Editor's note: Edward P. Djerejian is the founding director of Rice University's James A. Baker III Institute for Public Policy. He formerly was U.S. ambassador to Syria and Israel and assistant secretary of state for Near Eastern Affairs.
By Edward P. Djerejian - Special to CNN
The Syrian regime under President Bashar al-Assad approached the outset of the Arab awakening in Tunisia and Egypt in a state of politico-psychological denial.
Pronouncing that Syria was immune from the tectonic shifts in the political landscape of the Middle East because of its Pan-Arab credentials and steadfastness against Israel, al-Assad's regime had a rude awakening when the youth of Daraa in southern Syria protested openly in March 2011 for their individual rights and against the systemic corruption of the ruling elite.

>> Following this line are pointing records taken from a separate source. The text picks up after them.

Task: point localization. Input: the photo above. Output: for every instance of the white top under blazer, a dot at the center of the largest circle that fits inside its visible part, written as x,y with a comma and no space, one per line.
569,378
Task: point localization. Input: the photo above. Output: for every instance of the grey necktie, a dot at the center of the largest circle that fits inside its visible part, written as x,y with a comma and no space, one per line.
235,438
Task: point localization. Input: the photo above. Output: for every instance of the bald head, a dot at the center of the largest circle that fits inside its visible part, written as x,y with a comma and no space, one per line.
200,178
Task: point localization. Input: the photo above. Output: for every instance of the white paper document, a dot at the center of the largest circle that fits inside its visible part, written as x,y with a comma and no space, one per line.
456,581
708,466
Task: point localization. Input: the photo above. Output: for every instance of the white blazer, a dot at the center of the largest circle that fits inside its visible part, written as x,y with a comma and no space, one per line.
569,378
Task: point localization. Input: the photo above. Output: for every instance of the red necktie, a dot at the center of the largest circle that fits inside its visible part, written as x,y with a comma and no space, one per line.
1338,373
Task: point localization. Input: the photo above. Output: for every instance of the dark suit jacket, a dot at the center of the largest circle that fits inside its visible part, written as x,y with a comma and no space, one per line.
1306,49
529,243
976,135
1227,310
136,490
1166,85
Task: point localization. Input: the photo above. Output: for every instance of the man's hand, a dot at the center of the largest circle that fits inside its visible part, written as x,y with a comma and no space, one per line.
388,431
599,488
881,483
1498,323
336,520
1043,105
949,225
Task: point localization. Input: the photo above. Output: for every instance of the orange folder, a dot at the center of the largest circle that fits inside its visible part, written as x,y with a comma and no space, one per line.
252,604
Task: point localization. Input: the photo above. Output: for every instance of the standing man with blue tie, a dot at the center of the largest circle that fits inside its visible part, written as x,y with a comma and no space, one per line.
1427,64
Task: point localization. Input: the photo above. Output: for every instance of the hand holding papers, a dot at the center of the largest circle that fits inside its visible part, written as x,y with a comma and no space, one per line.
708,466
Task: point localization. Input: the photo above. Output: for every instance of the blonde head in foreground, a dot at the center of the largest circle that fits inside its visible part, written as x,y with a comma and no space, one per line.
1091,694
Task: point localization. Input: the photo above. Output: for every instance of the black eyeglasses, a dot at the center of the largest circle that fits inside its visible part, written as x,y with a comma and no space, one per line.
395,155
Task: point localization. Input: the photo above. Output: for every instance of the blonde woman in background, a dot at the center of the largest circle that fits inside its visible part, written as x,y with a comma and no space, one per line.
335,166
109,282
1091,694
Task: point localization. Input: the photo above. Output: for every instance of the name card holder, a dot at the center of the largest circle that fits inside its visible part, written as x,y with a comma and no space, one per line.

The regime cynically labeled the protestors as foreign agents and terrorists and opted deliberately for armed repression of its own citizens. The peaceful protests quickly spread to other urban centers, and the tragic pattern of violent repression and loss of life has characterized the now long and painful agony of the Syrian people whose suffering is worsening.
It is important to note that in the first instance al-Assad was given a pass and political space to get in front of the reform movement by his own people, the Arab countries and the international community for two basic reasons: First, the prospect of instability and, in the worst case scenario, civil war and sectarian violence in Syria threatens Syria's neighbors, the region and the international community as a whole; second, al-Assad came to power in 2000 with the aura of a young reformist president and the promise of a "Damascus Spring."
Al-Assad turned out to be a false reformer. I remember a meeting I had with him in 2003 in Damascus, and I asked him why the reform movement seemed to be stalled in Syria. He answered that the people had to be ready for structural reforms and one had to proceed slowly and deliberately with, first, administrative reforms. I concluded at the time that he was in no hurry to push for reforms, but was struck when I heard this same incremental approach repeated in public statements by the regime in Damascus in the spring and summer of 2011.
It was clear that al-Assad and his circle had opted for regime survival at all costs and to try to get away with the minimal reforms possible that they could control and dictate.
That approach has led to the deepening crisis in Syria today, with increasing military defections to the Free Syrian Army and growing unrest and clashes in the country that is now spreading to the key cities of Aleppo and Damascus. When these two urban centers become the focal point of struggle, the end of the regime will be at hand. No one can predict when and how the regime will collapse, but its legitimacy has been totally discredited.